Submissions are made voluntarily. Any submissions which include personally identifiable information are subject to our Privacy Policy found here .  You may not upload or otherwise publish content on the Site that (i) is confidential to you or any third party; (ii) is untrue, inaccurate, false or other than an original work of your authorship; (iii) that relates to or impersonates any other person; (iv) violates the copyright, trademark, patent or other intellectual property rights of any person or entity; (v) contains any content, personally identifiable information or other information, or materials of any kind that relate or refer to any other person or entity other than the provider of the products, goods or services to which the Submission relates; or (vi) violates any law, or in any manner infringes or interferes with the rights of others, including but not limited to the use of names, information, or materials that (A) libel, defame, or invade the privacy of any third party, (B) are obscene or pornographic, (C) are harmful, threatening, offensive, abusive, harassing, vulgar, false or inaccurate, racially, sexually, ethnically or are otherwise objectionable or otherwise contrary to the laws of any place where such Submissions may be accessed; (D) constitute personal attacks on other individuals; (E) promote criminal, immoral or illegal activity; (F) promote or advertise any person, product or service or solicit funds; or (G) are deemed confidential by any contract or policy.

You are solely responsible for any Submissions you make and their accuracy.
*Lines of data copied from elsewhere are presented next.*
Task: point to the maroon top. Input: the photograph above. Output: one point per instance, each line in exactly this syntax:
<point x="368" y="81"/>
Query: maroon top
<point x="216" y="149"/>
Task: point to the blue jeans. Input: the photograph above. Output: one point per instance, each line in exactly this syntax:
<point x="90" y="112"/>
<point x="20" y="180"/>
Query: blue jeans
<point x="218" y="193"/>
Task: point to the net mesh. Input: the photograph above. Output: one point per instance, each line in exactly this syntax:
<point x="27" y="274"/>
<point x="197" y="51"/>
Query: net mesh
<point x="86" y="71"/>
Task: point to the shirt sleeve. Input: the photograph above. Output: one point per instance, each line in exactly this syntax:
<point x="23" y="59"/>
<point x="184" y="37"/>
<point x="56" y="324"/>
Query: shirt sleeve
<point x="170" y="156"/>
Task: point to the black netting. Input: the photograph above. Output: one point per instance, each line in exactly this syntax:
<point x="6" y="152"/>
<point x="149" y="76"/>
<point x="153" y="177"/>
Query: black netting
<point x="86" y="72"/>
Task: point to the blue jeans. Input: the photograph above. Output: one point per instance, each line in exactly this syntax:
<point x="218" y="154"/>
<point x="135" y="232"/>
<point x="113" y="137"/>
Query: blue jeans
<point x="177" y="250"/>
We take no responsibility and assume no liability for any Submissions posted by you or any third party.

Unless approved by us in writing in advance, you agree not to: (i) provide or create a link to the Site; or (ii) create any frames at any other sites pertaining to any of the content located on the Site.

We reserve the right, in our discretion, to update, change or replace any part of these Terms of Use for Posting Comments by posting updates and/or changes to our Site.  It is your responsibility to check this page periodically for changes.  Your continued use of, and/or access to the Site, following the posting of any changes to these Terms of Use for Posting Comments, constitutes your acceptance of those changes.